Elizabeth, seeing that she looked wan and disturbed, encouraged her in the idea, thinking a change would afford her relief. She could not help suspecting that the gloom which seemed to have come over Casterbridge in Lucetta’s eyes might be partially owing to the fact that Farfrae was away from home.
Elizabeth saw her friend depart for Port-Bredy, and took charge of High-Place Hall till her return. After two or three days of solitude and incessant rain Henchard called at the house. He seemed disappointed to hear of Lucetta’s absence and though he nodded with outward indifference he went away handling his beard with a nettled mien.
The next day he called again. “Is she come now?” he asked.
“Yes. She returned this morning,” replied his stepdaughter. “But she is not indoors. She has gone for a walk along the turnpike-road to Port-Bredy. She will be home by dusk.”

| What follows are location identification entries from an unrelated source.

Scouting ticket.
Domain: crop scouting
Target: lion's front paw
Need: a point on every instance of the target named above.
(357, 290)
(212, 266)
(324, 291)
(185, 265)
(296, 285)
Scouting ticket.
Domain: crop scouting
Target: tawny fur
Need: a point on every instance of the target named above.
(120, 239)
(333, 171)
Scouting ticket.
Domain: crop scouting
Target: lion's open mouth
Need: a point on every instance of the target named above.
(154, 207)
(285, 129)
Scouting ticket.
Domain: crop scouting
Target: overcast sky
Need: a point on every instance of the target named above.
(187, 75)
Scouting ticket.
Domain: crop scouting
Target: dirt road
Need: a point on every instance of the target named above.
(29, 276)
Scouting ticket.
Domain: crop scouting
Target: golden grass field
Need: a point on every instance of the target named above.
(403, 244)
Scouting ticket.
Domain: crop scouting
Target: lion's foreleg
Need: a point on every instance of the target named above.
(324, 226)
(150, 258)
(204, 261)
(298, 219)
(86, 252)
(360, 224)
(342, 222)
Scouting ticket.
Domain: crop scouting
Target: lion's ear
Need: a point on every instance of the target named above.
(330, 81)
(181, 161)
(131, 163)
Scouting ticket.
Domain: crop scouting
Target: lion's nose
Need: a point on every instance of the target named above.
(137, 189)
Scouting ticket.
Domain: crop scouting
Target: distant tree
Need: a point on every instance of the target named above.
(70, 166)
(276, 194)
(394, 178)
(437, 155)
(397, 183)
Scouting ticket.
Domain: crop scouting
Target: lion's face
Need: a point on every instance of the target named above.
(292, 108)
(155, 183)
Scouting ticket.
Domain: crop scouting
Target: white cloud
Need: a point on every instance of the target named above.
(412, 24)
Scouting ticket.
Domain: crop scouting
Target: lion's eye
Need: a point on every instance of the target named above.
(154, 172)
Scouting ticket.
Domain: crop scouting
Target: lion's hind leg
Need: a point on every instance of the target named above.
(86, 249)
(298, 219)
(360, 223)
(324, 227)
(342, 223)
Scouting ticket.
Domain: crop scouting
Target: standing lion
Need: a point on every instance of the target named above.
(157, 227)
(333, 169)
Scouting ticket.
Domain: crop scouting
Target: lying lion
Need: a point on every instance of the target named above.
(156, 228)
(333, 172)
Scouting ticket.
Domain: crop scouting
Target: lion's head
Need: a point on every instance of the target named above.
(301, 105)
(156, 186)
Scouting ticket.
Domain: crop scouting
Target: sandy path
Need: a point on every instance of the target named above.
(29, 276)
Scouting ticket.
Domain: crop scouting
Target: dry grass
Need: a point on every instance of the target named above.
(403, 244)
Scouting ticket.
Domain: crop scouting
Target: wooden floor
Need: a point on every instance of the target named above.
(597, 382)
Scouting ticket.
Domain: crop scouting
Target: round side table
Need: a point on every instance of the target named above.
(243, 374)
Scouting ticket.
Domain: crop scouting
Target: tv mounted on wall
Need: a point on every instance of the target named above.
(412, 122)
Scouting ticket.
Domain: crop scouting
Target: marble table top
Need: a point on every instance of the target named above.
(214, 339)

After a few words, which only served to reveal his restless impatience, he left the house again.
29.
At this hour Lucetta was bounding along the road to Port-Bredy just as Elizabeth had announced. That she had chosen for her afternoon walk the road along which she had returned to Casterbridge three hours earlier in a carriage was curious—if anything should be called curious in concatenations of phenomena wherein each is known to have its accounting cause. It was the day of the chief market—Saturday—and Farfrae for once had been missed from his corn-stand in the dealers’ room. Nevertheless, it was known that he would be home that night—“for Sunday,” as Casterbridge expressed it.
Lucetta, in continuing her walk, had at length reached the end of the ranked trees which bordered the highway in this and other directions out of the town. This end marked a mile; and here she stopped.
The spot was a vale between two gentle acclivities, and the road, still adhering to its Roman foundation, stretched onward straight as a surveyor’s line till lost to sight on the most distant ridge. There was neither hedge nor tree in the prospect now, the road clinging to the stubby expanse of corn-land like a strip to an undulating garment. Near her was a barn—the single building of any kind within her horizon.
She strained her eyes up the lessening road, but nothing appeared thereon—not so much as a speck. She sighed one word—“Donald!” and turned her face to the town for retreat.
Here the case was different. A single figure was approaching her—Elizabeth-Jane’s.
Lucetta, in spite of her loneliness, seemed a little vexed. Elizabeth’s face, as soon as she recognized her friend, shaped itself into affectionate lines while yet beyond speaking distance. “I suddenly thought I would come and meet you,” she said, smiling.
Lucetta’s reply was taken from her lips by an unexpected diversion. A by-road on her right hand descended from the fields into the highway at the point where she stood, and down the track a bull was rambling uncertainly towards her and Elizabeth, who, facing the other way, did not observe him.